Re: Catalog/Metadata consistency during changeset extraction from wal

From: Robert Haas <robertmhaas(at)gmail(dot)com>
To: Andres Freund <andres(at)2ndquadrant(dot)com>
Cc: pgsql-hackers(at)postgresql(dot)org, Florian Pflug <fgp(at)phlo(dot)org>, Simon Riggs <simon(at)2ndquadrant(dot)com>
Subject: Re: Catalog/Metadata consistency during changeset extraction from wal
Date: 2012-06-25 15:34:13
Message-ID: CA+TgmobL-GY7pXou-9huHiyEU3so1YYXBocXMcUR1OeoY3rMhQ@mail.gmail.com
Views: Raw Message | Whole Thread | Download mbox | Resend email
Thread:
Lists: pgsql-hackers

On Mon, Jun 25, 2012 at 9:43 AM, Andres Freund <andres(at)2ndquadrant(dot)com> wrote:
>> > The only theoretical way I see against that problem would be to postpone
>> > all relation unlinks untill everything that could possibly read them has
>> > finished. Doesn't seem to alluring although it would be needed if we
>> > ever move more things of SnapshotNow.
>> >
>> > Input/Ideas/Opinions?
>>
>> Yeah, this is slightly nasty.  I'm not sure whether or not there's a
>> way to make it work.
> Postponing all non-rollback unlinks to the next "logical checkpoint" is the
> only thing I can think of...

There are a number of cool things we could do if we postponed unlinks.
Like, why can't we allow concurrent read-only queries while a CLUSTER
operation is in progress? Well, two reasons. The first is that we
currently can't do ANY DDL with less than a full table lock because of
SnapshotNow-related race conditions. The second is that people might
still need to look at the old heap after the CLUSTER transaction
commits. Some kind of delayed unlink facility where we
garbage-collect relation backing files when their refcount falls to
zero would solve the second problem - not that that's any help by
itself without a solution to the first one, but hey.

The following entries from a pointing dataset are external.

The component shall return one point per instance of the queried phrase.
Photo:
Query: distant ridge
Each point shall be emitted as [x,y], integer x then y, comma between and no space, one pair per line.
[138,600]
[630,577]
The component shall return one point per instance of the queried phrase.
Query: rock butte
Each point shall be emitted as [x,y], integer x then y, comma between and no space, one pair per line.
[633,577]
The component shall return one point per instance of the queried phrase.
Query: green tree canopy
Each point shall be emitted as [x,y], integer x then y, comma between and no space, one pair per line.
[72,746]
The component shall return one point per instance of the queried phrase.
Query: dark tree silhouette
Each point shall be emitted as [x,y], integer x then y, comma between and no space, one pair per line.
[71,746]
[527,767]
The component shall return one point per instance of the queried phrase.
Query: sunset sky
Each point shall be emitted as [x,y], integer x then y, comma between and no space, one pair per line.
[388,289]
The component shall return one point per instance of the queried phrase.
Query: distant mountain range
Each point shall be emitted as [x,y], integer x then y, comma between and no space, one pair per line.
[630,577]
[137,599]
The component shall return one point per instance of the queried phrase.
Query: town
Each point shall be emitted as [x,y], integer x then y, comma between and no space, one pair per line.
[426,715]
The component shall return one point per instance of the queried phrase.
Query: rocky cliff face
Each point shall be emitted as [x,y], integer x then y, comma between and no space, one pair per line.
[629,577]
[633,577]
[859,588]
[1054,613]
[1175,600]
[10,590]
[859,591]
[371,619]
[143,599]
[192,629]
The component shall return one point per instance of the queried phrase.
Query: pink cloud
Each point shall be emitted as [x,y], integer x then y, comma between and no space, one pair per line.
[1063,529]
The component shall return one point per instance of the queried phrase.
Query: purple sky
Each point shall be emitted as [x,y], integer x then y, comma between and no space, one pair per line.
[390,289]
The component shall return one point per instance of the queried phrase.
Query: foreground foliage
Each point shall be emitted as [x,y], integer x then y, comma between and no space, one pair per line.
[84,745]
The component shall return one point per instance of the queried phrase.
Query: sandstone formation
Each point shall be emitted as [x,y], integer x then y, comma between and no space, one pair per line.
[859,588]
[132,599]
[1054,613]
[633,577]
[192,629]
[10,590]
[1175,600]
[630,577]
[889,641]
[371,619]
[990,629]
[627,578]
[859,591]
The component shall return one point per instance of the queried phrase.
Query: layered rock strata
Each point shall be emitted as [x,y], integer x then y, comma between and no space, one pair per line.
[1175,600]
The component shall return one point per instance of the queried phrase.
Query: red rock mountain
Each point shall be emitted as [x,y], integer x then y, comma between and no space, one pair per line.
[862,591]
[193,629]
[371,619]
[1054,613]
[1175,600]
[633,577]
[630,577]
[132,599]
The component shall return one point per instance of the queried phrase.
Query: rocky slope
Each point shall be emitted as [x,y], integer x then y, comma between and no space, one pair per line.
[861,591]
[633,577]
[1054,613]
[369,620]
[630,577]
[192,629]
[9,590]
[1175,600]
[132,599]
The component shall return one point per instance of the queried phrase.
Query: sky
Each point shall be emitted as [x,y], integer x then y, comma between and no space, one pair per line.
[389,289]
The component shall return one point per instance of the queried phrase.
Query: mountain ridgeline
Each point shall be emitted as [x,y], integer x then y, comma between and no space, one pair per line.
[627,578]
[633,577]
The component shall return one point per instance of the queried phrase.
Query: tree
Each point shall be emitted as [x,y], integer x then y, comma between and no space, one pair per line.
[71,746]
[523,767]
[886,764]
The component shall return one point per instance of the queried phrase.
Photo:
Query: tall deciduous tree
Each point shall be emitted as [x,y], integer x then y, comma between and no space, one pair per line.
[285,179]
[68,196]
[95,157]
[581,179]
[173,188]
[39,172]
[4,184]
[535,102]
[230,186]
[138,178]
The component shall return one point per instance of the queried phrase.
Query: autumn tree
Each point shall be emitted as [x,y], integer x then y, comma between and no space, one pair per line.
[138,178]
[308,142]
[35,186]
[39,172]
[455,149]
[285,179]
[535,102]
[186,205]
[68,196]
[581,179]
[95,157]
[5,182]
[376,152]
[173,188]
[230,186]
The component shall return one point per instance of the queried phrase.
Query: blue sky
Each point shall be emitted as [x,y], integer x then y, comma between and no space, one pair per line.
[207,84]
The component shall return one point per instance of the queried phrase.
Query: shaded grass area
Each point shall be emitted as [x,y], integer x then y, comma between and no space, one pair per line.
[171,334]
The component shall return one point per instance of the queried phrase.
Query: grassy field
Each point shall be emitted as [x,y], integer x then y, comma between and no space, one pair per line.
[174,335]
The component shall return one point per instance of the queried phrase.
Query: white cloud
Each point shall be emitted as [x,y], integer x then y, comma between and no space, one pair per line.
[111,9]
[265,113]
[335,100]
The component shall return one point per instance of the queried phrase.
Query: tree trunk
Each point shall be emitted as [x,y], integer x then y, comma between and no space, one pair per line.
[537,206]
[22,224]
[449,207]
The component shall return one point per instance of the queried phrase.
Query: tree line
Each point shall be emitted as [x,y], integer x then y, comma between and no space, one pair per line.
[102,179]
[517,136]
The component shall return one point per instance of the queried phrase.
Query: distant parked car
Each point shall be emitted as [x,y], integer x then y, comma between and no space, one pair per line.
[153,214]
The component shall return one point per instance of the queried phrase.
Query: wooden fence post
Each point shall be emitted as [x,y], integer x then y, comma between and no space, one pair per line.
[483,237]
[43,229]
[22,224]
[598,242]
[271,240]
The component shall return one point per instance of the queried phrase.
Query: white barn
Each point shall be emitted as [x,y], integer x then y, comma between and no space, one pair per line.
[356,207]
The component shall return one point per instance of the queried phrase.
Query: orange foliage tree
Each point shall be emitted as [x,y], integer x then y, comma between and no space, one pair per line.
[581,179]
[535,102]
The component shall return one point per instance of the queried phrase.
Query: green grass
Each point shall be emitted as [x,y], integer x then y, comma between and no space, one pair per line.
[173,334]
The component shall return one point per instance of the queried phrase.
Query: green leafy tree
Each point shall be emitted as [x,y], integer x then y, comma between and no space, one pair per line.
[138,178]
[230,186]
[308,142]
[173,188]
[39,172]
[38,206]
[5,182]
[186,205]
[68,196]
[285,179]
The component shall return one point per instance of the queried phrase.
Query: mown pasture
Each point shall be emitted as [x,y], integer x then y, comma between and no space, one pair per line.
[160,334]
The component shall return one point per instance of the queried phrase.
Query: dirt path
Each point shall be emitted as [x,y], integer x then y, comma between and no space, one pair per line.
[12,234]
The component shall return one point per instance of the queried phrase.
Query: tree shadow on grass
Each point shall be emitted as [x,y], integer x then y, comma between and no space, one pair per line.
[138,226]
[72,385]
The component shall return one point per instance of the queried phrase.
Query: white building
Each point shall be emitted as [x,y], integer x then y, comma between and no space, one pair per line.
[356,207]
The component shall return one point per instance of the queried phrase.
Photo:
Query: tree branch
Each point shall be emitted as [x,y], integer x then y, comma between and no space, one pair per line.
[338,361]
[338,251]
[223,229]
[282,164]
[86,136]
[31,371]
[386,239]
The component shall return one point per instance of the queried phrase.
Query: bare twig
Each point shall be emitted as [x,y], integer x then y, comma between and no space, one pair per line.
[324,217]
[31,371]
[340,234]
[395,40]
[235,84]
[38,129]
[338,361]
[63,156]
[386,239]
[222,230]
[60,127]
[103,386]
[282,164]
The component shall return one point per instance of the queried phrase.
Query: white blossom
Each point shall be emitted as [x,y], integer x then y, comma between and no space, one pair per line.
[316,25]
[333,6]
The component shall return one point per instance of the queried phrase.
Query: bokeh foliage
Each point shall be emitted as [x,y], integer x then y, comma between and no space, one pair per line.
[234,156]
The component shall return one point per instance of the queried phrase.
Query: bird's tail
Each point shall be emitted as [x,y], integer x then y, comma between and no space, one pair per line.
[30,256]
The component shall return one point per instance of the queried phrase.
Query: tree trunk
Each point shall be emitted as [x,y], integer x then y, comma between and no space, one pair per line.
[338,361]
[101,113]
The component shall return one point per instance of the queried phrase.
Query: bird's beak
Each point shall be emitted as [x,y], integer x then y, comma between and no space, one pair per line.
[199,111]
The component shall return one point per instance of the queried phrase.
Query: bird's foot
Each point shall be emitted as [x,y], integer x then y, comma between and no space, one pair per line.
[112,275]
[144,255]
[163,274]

>> I had another idea.  Suppose decoding happens directly on the primary,
>> because I'm still hoping there's a way to swing that.  Suppose further
>> that we handle DDL by insisting that (1) any backend which wants to
>> add columns or change the types of existing columns must first wait
>> for logical replication to catch up and (2) if a backend which has
>> added columns or changed the types of existing columns then writes to
>> the modified table, decoding of those writes will be postponed until
>> transaction commit.  I think that's enough to guarantee that the
>> decoding process can just use the catalogs as they stand, with plain
>> old SnapshotNow.
> I don't think its that easy. If you e.g. have multiple ALTER's in the same
> transaction interspersed with inserted rows they will all have different
> TupleDesc's.

If new columns were added, then tuples created with those older
tuple-descriptors can still be interpreted with the latest
tuple-descriptor.

Columns that are dropped or retyped are a little trickier, but
honestly... how much do we care about those cases? How practical is
it to suppose we're going to be able to handle them sanely anyway?
Suppose that the user defines a type which works just like int4 except
that the output functions writes out each number in pig latin (and the
input function parses pig latin). The user defines the types as
binary coercible to each other and then does ALTER TABLE on a large
table with an int4 column, transforming it into an int4piglatin
column. Due to Noah Misch's fine work, we will conclude that no table
rewrite is needed. But if logical replication is in use, then in
theory we should scan the whole table and generate an LCR for each row
saying "the row with primary key X was updated, and column Y, which
used to contain 42, now contains ourty-two-fay". Otherwise, if we're
doing heterogenous replication into a system that just stores that
column as text, it'll end up with the wrong contents. On the other
hand, if we're trying to ship data to another PostgreSQL instance
where the column hasn't yet been updated, then all of those LCRs are
just going to error out when we try to apply them.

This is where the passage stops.